Le plastique est un matériau qui a eu le vent en poupe depuis les années 50. Sa croissance a été extrêmement rapide et on ne peut plus s’en passer, notamment dans le domaine des emballages. Il est vrai qu’ils sont pratiques, légers, résistants … mais leur longévité est courte (par notre mode de vie qui en fait des consommables) et leur fin de vie est souvent, à l’échelle planétaire, désastreuse. En effet, ils sont difficilement biodégradables (bien que certaines bactéries parviennent à dégrader le PET, le plastique qui constitue les bouteilles en plastique, je vous en parlais ici).

Heureusement, la prise de conscience commence à remettre en question son utilisation massive notamment pour les emballages, et de nouvelles lois ont vu le jour. Mais le mal est fait, notamment au niveau des océans : certains considèrent même les déchets plastiques comme marqueur géologique de l’ère dit « Anthropocène ».

Selon une étude de 2017 [1], la quantité totale produite cumulée sur la période [1950-2005] est estimée à 8300 Millions de tonnes (Mt). Sur cette quantité, plus de la moitié s’est retrouvée dans le flux de déchets plastiques (soir 4600 Mt) et une faible fraction correspond au recyclage (500 Mt) (une autre fraction correspond à de l’incinération : une des seules autre voie que celle du recyclage pour faire disparaître les plastiques).

Production, utilisation, recyclage, déchets de plastiques (cumul 1950-2005)

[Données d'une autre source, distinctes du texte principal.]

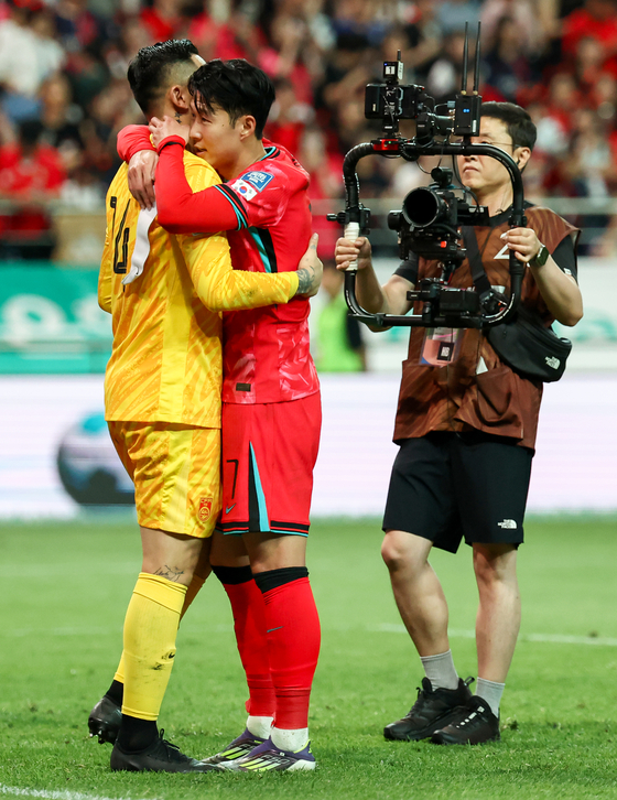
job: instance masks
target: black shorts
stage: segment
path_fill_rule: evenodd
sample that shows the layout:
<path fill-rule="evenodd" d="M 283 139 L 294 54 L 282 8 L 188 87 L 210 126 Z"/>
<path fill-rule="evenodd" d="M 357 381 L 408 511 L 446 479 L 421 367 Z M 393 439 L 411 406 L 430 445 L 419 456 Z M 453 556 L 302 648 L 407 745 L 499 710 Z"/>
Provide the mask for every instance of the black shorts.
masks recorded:
<path fill-rule="evenodd" d="M 523 541 L 533 451 L 481 432 L 407 439 L 394 460 L 383 530 L 430 539 L 455 553 L 467 544 Z"/>

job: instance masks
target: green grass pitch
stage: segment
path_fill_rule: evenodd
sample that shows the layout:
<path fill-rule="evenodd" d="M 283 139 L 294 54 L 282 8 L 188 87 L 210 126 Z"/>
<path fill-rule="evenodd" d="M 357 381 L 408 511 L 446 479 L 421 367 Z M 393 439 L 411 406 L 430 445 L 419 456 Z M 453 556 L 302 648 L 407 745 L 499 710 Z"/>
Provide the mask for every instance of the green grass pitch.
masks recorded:
<path fill-rule="evenodd" d="M 521 639 L 502 703 L 502 742 L 388 743 L 421 664 L 402 633 L 372 520 L 313 526 L 308 565 L 323 625 L 313 690 L 315 772 L 111 774 L 87 736 L 113 674 L 139 570 L 137 527 L 115 518 L 0 530 L 0 794 L 120 798 L 496 800 L 617 798 L 617 521 L 537 518 L 519 555 Z M 459 673 L 476 674 L 469 548 L 436 553 Z M 183 621 L 160 724 L 206 756 L 240 733 L 246 689 L 227 599 L 210 580 Z"/>

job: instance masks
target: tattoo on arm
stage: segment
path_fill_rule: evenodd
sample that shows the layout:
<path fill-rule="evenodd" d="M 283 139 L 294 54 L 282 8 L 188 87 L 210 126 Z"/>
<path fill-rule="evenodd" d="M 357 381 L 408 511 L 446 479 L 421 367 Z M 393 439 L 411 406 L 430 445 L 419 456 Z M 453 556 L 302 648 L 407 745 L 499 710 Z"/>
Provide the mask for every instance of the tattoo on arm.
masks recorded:
<path fill-rule="evenodd" d="M 177 567 L 174 569 L 170 566 L 169 564 L 165 564 L 164 566 L 161 566 L 156 570 L 154 573 L 159 577 L 165 577 L 167 581 L 171 581 L 172 583 L 180 583 L 180 577 L 184 575 L 184 570 L 178 570 Z"/>
<path fill-rule="evenodd" d="M 304 294 L 313 285 L 314 272 L 307 269 L 297 270 L 297 294 Z"/>

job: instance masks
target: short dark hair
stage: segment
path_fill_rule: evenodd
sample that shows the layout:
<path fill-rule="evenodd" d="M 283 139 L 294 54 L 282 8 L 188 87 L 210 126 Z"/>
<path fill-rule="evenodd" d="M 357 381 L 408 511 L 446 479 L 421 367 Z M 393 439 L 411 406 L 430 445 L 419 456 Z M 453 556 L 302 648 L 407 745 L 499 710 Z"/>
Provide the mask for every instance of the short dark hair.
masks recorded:
<path fill-rule="evenodd" d="M 515 150 L 517 148 L 533 150 L 538 131 L 524 108 L 517 106 L 515 102 L 494 102 L 491 100 L 483 102 L 480 115 L 491 119 L 500 119 L 504 122 Z"/>
<path fill-rule="evenodd" d="M 127 76 L 133 97 L 148 116 L 152 105 L 169 88 L 173 68 L 177 64 L 193 64 L 197 47 L 187 39 L 170 39 L 142 47 L 129 64 Z"/>
<path fill-rule="evenodd" d="M 274 102 L 274 85 L 259 67 L 245 58 L 213 58 L 193 73 L 188 91 L 197 108 L 214 113 L 215 107 L 227 111 L 231 125 L 249 113 L 255 117 L 255 136 L 261 139 Z"/>

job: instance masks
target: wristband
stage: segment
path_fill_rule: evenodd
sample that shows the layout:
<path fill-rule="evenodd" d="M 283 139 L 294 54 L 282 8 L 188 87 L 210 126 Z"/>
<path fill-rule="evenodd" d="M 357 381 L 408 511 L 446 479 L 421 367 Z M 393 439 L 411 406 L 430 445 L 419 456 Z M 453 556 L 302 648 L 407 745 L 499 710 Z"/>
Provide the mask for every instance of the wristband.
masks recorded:
<path fill-rule="evenodd" d="M 181 144 L 183 150 L 186 147 L 186 142 L 184 141 L 183 137 L 178 136 L 177 133 L 172 133 L 171 136 L 163 139 L 163 141 L 156 148 L 156 152 L 160 154 L 161 150 L 163 148 L 166 148 L 167 144 Z"/>

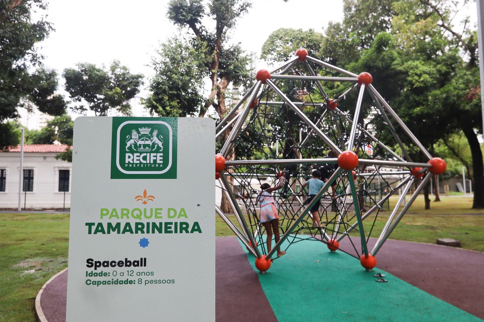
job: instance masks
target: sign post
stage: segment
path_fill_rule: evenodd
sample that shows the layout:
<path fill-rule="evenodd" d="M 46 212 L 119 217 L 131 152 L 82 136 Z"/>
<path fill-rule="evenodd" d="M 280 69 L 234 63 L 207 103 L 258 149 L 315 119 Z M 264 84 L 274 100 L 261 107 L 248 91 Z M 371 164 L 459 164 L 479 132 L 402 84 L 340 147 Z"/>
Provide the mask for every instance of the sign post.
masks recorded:
<path fill-rule="evenodd" d="M 215 320 L 214 128 L 76 120 L 67 321 Z"/>

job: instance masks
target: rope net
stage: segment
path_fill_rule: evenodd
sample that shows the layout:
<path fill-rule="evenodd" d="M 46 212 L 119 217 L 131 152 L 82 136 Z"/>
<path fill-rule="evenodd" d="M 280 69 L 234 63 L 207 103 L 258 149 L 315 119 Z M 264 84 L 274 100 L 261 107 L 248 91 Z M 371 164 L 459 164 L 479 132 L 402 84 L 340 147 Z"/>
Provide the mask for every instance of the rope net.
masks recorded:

Bref, les déchets sont prépondérants, et une part très importante se retrouve dans la mer : sur les côtes; la glace Arctique, à la surface de la mer mais aussi dans les fonds océaniques.
Les auteurs de l’étude [2], parue en 2015, estiment qu’une quantité comprise entre 4,8 Mt et 12,7 Mt de plastique entre dans l’ocean chaque année ! D’ici 2025, cela risque même d’être encore bien pire

Ils finissent même, pour certains, par se retrouver fragmentés en petites particules que des petits invertébrés marins sont capables d’ingérer. Mais dans quelles mesures les récifs coralliens peuvent-ils souffrir de cette pollution aux déchets plastiques ?

Quid des coraux ?
On déplore de nombreuses épidémies de maladies touchant les coraux, et cela menace l’un des plus riches écosystèmes de la planète ! Et les déchets plastiques pourraient jouer un rôle important dans la prévalence de ces maladies. Les auteurs de l’étude [3] se sont intéressés à plus de 150 récifs corraliens dispersés sur 8 zones différentes de la planète (Archipel des Mergui en Birmanie, des îles de Thaïlande, des îles d’Indonésie, et sur les côtes australiennes). Ils ont cherché à repérer des signes de perte de matière et surtout à relier les observations à la présence ou non de déchets plastiques dans leur l’environnement.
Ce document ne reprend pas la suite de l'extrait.